Still more important than even the adhesion by word of mouth and in many cases by membership of so many unconscious Socialists of the sentimental type, was the significant discovery of the vast body of unconscious working-class Socialists. With these again it was the same story, but with a sequel the full meaning of which can only be grasped by those who know that the Socialist movement can never be a real one in any country until it is a working-class movement. The mass of the American working class had scarcely any more conception of the meaning of Socialism than had "their betters." They also had been grievously misled by capitalist papers and capitalist, economists and preachers.
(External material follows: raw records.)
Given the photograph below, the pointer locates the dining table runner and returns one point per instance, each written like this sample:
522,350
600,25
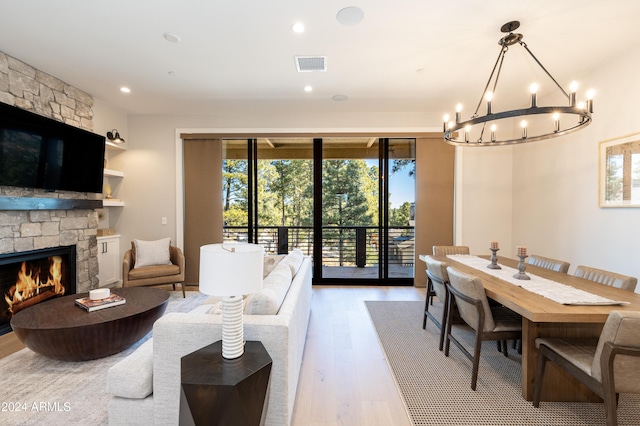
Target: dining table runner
553,290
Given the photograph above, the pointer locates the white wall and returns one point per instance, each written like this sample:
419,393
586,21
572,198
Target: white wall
555,183
483,198
542,195
149,164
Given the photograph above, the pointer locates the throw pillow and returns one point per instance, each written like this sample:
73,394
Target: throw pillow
150,253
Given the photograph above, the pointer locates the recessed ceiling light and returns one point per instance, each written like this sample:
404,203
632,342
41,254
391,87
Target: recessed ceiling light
172,38
350,15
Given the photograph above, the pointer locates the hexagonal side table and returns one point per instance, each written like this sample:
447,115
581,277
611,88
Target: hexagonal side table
218,391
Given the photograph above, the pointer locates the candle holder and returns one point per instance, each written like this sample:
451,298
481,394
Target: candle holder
521,268
494,259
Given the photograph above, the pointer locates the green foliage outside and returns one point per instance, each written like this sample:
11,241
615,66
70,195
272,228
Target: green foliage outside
285,193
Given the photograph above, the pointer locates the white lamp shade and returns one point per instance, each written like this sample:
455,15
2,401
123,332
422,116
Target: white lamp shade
231,269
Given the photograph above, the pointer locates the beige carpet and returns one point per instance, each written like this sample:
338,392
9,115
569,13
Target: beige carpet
35,390
437,391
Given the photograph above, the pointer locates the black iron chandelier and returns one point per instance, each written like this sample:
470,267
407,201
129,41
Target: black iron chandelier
518,125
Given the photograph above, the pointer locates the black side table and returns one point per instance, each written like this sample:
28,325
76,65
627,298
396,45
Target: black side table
218,391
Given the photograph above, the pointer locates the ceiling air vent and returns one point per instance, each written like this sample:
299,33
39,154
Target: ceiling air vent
311,63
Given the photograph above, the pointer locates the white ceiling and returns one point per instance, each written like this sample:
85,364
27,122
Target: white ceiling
238,56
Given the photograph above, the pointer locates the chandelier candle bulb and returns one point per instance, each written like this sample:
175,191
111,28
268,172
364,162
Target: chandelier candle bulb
556,122
534,91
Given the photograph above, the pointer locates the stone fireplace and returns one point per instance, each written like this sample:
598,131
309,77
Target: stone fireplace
31,277
73,224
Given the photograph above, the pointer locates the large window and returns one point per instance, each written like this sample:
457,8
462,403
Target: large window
348,202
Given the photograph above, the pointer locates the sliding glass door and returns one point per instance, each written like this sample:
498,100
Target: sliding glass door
347,202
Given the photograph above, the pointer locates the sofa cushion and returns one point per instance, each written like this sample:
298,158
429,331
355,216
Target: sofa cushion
294,260
270,263
148,253
133,376
153,271
267,300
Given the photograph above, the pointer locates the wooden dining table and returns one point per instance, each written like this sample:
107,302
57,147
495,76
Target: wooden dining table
542,317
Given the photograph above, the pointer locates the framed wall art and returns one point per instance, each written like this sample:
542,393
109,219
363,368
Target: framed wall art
619,171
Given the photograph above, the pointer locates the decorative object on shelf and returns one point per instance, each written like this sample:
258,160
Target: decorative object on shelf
107,191
521,252
536,122
230,271
114,136
494,257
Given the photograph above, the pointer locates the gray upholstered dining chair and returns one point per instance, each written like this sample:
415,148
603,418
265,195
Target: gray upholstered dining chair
607,278
549,263
445,250
437,280
608,365
488,322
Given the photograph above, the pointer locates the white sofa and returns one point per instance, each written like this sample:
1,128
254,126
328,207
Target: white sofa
146,384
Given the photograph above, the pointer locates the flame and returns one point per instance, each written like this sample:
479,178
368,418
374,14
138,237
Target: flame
29,284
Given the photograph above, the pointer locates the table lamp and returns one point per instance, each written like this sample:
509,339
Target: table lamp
231,270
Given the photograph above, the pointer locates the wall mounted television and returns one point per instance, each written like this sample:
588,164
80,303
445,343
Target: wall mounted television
39,152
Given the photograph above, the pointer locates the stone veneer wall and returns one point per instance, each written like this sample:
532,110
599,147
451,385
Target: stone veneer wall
28,88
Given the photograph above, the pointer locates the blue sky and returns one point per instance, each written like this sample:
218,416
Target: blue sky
401,186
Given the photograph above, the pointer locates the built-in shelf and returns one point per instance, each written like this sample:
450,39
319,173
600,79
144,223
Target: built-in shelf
111,145
113,173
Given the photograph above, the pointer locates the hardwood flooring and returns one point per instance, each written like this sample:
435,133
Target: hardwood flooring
344,379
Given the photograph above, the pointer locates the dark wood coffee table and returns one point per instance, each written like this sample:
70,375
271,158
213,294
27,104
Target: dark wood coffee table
61,330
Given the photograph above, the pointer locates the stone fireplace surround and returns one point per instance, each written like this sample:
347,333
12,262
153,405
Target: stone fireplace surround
33,219
25,230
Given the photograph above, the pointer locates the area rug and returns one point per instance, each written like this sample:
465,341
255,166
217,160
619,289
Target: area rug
437,389
35,390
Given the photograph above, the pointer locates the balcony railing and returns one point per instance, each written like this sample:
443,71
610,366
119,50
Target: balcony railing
341,246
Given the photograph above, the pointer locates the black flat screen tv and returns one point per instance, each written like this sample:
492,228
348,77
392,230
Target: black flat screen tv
39,152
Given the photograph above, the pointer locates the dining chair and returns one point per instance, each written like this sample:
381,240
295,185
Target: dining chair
549,263
608,365
607,278
488,322
437,280
445,250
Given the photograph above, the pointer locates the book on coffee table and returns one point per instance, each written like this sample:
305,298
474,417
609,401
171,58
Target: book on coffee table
94,305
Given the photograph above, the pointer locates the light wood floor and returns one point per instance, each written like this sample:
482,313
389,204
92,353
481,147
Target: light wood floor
344,378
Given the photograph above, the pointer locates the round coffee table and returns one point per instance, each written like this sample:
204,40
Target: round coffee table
61,330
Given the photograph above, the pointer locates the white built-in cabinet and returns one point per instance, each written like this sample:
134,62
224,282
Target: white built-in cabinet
109,261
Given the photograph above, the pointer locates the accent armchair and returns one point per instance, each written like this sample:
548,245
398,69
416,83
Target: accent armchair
149,275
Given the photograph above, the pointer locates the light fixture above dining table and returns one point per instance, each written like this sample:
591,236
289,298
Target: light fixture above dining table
515,126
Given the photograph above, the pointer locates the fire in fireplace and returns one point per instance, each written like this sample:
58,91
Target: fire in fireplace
32,277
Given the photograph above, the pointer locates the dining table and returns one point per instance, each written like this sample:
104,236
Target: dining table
543,317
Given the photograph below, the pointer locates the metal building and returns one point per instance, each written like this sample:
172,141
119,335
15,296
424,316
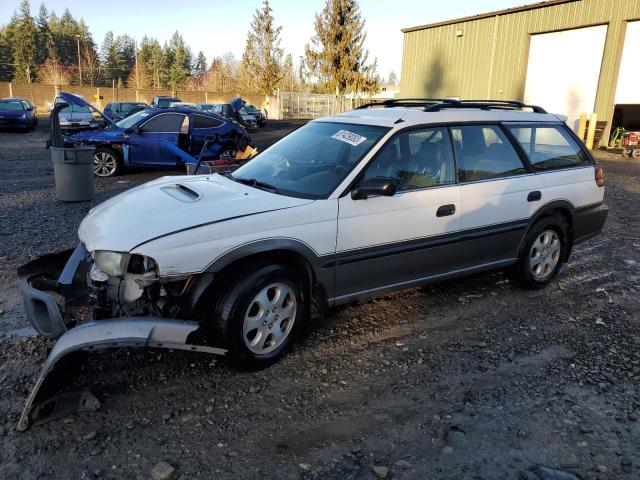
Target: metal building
569,56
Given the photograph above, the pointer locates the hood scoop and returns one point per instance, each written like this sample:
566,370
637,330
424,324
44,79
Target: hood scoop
182,193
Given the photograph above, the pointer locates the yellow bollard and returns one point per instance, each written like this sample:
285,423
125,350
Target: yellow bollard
592,130
582,126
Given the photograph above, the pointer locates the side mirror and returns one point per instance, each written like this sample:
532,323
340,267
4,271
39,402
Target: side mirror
379,186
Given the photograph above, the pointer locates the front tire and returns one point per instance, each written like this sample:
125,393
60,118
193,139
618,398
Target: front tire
544,251
258,315
106,163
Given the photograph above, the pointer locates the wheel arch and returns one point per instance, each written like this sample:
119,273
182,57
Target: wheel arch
316,276
560,209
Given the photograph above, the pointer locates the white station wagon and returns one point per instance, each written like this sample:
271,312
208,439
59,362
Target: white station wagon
372,200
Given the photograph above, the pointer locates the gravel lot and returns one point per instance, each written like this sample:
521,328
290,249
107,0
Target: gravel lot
474,378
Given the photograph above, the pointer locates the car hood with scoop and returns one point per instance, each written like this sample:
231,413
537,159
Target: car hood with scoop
170,205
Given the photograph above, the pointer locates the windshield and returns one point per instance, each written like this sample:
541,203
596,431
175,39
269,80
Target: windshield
133,119
11,106
313,160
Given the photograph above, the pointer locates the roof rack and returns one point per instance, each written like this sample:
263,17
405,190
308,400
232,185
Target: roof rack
485,105
407,102
437,104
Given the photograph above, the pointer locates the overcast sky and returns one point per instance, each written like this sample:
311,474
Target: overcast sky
219,26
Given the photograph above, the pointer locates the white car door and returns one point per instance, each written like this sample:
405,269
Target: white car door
498,193
391,241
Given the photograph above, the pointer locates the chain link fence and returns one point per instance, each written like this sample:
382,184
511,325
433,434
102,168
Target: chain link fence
293,105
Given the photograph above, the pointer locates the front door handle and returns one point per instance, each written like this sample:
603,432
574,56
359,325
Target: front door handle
446,210
534,196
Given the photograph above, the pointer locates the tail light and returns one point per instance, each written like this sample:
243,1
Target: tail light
599,174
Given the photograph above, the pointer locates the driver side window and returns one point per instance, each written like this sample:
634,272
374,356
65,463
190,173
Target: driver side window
417,159
165,123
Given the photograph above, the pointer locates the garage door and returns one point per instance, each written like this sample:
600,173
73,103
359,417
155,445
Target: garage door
563,71
628,90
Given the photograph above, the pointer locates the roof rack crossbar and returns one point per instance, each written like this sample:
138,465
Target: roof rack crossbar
397,102
484,105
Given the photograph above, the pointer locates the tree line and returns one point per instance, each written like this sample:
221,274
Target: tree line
60,50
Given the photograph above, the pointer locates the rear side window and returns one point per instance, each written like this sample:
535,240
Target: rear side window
549,147
167,122
200,121
483,153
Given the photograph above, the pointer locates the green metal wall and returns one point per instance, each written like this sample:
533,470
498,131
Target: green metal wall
490,59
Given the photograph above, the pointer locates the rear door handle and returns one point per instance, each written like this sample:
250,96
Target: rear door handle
446,210
534,196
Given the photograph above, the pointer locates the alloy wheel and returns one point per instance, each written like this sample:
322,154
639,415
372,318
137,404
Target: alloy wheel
544,254
269,318
104,164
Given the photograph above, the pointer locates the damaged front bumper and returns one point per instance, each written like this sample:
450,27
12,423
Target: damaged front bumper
45,301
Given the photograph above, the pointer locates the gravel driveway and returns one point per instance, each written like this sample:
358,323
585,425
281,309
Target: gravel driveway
470,379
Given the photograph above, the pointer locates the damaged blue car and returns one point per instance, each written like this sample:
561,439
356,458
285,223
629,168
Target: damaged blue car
139,140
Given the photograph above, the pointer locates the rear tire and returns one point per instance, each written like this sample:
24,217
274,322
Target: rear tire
544,250
106,163
258,315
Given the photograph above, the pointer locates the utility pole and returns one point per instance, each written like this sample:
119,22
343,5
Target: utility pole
79,64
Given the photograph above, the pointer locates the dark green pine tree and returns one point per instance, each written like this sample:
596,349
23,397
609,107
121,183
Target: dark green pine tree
262,58
200,65
24,44
336,54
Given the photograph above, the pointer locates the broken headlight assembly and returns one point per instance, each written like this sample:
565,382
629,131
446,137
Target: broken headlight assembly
113,264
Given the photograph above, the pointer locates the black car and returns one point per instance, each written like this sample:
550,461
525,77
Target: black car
163,102
119,110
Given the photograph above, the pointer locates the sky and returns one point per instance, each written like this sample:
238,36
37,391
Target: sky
220,26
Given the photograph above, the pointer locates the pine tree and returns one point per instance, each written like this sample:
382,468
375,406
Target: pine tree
46,45
262,58
24,42
6,56
200,65
150,63
289,77
177,62
336,54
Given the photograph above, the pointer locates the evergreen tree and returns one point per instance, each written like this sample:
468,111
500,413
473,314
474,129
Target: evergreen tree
336,54
200,65
24,43
262,58
46,45
150,63
177,61
289,78
6,56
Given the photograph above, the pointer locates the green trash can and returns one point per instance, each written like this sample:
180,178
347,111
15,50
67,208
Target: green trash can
73,172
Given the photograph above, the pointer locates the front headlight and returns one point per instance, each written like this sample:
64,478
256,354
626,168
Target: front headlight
111,263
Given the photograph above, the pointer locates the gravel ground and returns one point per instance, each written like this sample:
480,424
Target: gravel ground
474,378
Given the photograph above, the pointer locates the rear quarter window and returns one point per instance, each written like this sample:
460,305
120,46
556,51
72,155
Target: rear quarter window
202,121
483,153
549,147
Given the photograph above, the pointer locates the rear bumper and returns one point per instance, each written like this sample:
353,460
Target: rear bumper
588,221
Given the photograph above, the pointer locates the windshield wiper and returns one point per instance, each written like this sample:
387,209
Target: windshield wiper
252,182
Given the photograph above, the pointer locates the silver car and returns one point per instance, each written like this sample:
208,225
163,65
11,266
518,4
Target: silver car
75,117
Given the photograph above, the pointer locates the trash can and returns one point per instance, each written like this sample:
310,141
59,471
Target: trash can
73,172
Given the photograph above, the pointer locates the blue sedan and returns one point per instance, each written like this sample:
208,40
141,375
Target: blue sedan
137,141
18,113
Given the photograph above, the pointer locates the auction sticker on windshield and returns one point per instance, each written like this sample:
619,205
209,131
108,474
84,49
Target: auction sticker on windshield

Hence it came to pass that after most of our meetings we were met by Knights of Labour, Central Labour Union men, and members of other working-class organisations, who told us that they, entering the place antagonists to Socialism as they fancied, had discovered that for a long time past they had been holding its ideas. Upon this, by far the most significant aspect of the widely-spread unconscious Socialism, we shall have more to say when we consider the working-class organisations in detail.
With the economic condition of the working class in America, with the chief working-class organisations, with the recent political movement, and with the leaders of that movement, we shall deal in the chapters that follow.